Starting Well Services

Building on from our work in maternity and early parenthood, we have developed our interactions with families to provide holistic wellbeing support following the birth of a new child, and onwards with children of all ages.

We support refugee and migrant families through our specialist bilingual staff who represent and understand our local communities and can support with navigating services and systems to enable people to integrate more fully into the community. A new initiative this year is working with Islington Public Health to understand the health inequalities experienced by the communities we serve and investigating ways of addressing them.

Living Well Services

We support people to manage their own health and wellbeing so they can maximise their independence. We work with people with long-term health conditions which impact on their daily living and choices in their lives, as well as stroke survivors and people with complex health needs so that they can continue living independently for longer.

We offer early intervention and prevention, signposting and referrals to partners, in-depth casework and social prescribing.

During the pandemic, our befriending service was in great demand via the telephone, supporting people of all ages who felt isolated and lonely. Telephone befriending continues to connect housebound clients and our telephone support groups have proved very popular with people who have no digital access.

We directly support women who have experienced Female Genital Mutilation (FGM), and campaign widely to prevent this harmful practice. Our Dahlia Project continues to offer therapeutic groups and a safe space for women who are survivors of FGM, alongside one-to-one advocacy and empowerment groups. Our national awareness raising and preventative work is initiated from the experiences of the women we support.

Manor Gardens has chaired the Islington Food Partnership, a coalition of community and statutory partners interested in reducing food poverty and food waste, for three years. It has led the growth of food co-ops in the borough as well as setting the strategic direction of food stability and sustainability for Islington.

Early Years Services

Our services at MGWT have always focused on children as well as adults. We believe that education and play can promote health and wellbeing at an early age and provides the best start in life, and has been critical to ensure developmental milestones, emotional wellbeing, and safeguarding of many children at this time. 

Manor Gardens Nursery, provides early year’s education to children between the age of 2-5 years within Islington in accordance with the Early Years Foundation Stage (EYFS).

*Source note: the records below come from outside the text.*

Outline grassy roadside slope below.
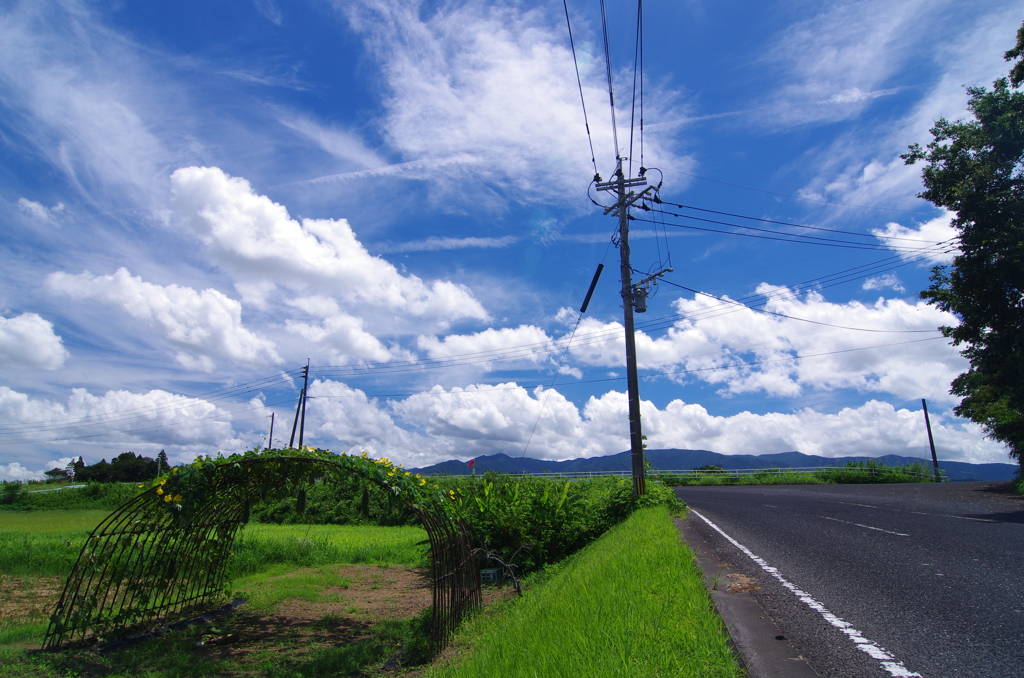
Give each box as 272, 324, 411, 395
426, 507, 742, 678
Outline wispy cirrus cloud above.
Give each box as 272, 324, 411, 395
336, 0, 690, 205
373, 236, 520, 254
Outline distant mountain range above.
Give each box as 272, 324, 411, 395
410, 450, 1018, 480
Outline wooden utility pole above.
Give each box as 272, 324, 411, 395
288, 361, 309, 450
597, 158, 653, 496
921, 398, 941, 482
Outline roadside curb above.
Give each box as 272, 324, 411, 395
673, 518, 817, 678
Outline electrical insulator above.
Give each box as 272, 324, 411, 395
633, 287, 647, 313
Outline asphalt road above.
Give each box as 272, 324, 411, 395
676, 482, 1024, 678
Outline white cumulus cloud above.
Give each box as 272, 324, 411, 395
0, 313, 68, 370
171, 167, 487, 326
46, 268, 281, 369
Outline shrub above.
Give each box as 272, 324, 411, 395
437, 471, 682, 571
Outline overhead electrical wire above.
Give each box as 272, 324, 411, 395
310, 242, 950, 377
660, 279, 939, 334
653, 198, 935, 245
665, 167, 927, 214
634, 209, 950, 253
0, 369, 301, 436
0, 399, 292, 446
629, 0, 643, 176
562, 0, 598, 177
601, 0, 620, 160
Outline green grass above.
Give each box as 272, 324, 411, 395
0, 482, 141, 520
0, 509, 111, 534
427, 507, 742, 678
231, 523, 427, 577
651, 461, 944, 485
0, 510, 427, 577
0, 518, 426, 678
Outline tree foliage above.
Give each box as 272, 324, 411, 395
903, 25, 1024, 468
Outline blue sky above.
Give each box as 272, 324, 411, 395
0, 0, 1024, 478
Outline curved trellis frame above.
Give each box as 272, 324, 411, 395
43, 450, 480, 649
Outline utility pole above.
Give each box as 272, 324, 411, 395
288, 361, 309, 450
597, 158, 654, 497
921, 398, 941, 482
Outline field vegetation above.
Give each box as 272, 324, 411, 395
419, 506, 742, 678
0, 474, 696, 676
651, 460, 945, 485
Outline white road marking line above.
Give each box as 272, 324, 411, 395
818, 515, 909, 537
689, 508, 922, 678
910, 511, 998, 522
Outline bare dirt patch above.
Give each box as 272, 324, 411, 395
278, 565, 432, 622
725, 573, 761, 593
0, 575, 63, 626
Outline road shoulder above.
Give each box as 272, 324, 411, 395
674, 518, 817, 678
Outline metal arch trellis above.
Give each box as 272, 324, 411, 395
43, 450, 480, 650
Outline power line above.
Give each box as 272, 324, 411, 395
654, 200, 935, 245
601, 0, 618, 159
666, 168, 926, 214
636, 210, 948, 253
0, 400, 299, 447
629, 0, 643, 176
562, 0, 598, 176
0, 372, 303, 435
662, 279, 939, 334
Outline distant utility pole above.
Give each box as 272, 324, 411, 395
597, 158, 672, 496
921, 398, 942, 482
288, 361, 309, 450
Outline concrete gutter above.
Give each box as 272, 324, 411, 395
674, 518, 818, 678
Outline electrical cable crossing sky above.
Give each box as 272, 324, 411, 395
0, 0, 1019, 481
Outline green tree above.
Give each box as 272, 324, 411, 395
902, 19, 1024, 472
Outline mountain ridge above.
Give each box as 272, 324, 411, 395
410, 449, 1018, 480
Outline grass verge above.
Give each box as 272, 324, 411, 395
0, 510, 427, 577
426, 507, 742, 678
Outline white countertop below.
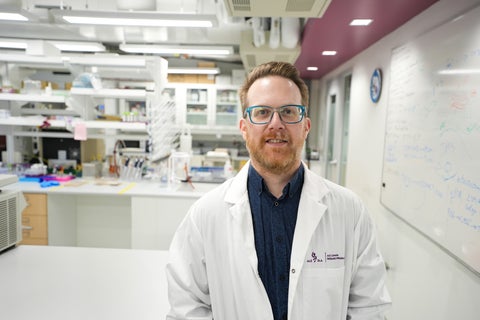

Hornsey Road Children’s Centre, from which we deliver early year’s education and childcare for children from the age of 9 months–5 years, brings together our early years statutory partners to give children the best start in life within the local Borough’s Bright Start offer.

Our beneficiaries

Our services support people in different ways:

Advocacy and one-to-one support for service beneficiaries for help from a specific service. Following assessment from our frontline staff, a focused programme or plan of support inclusive of individual and/or group interventions is determined with the beneficiary. This ranges from help reading letters and filling in forms, to in-depth advocacy and casework on housing, benefits, immigration, and domestic violence. Others need help finding the right organisation to support them and we signpost and enable them to access these services.

Early years support for children from nine months to five years old is provided through contracted places in our two nurseries for education and childcare.

Community activities and events engage with service beneficiaries on a regular basis for social interaction and wellbeing support. This provides a safe space and facilitates trust and often enabling further help as needed.

Information workshops delivered to volunteers, professionals, carers, and community members to increase understanding and awareness of particular issues and generate community responses.

Throughout 2021-22, we supported 2,230 people directly through one-to-one casework and support. We had 2,658 new referrals during the year and put on 1,544 in-person and online activities which were attended by 2,485 people. We worked with 138 volunteers.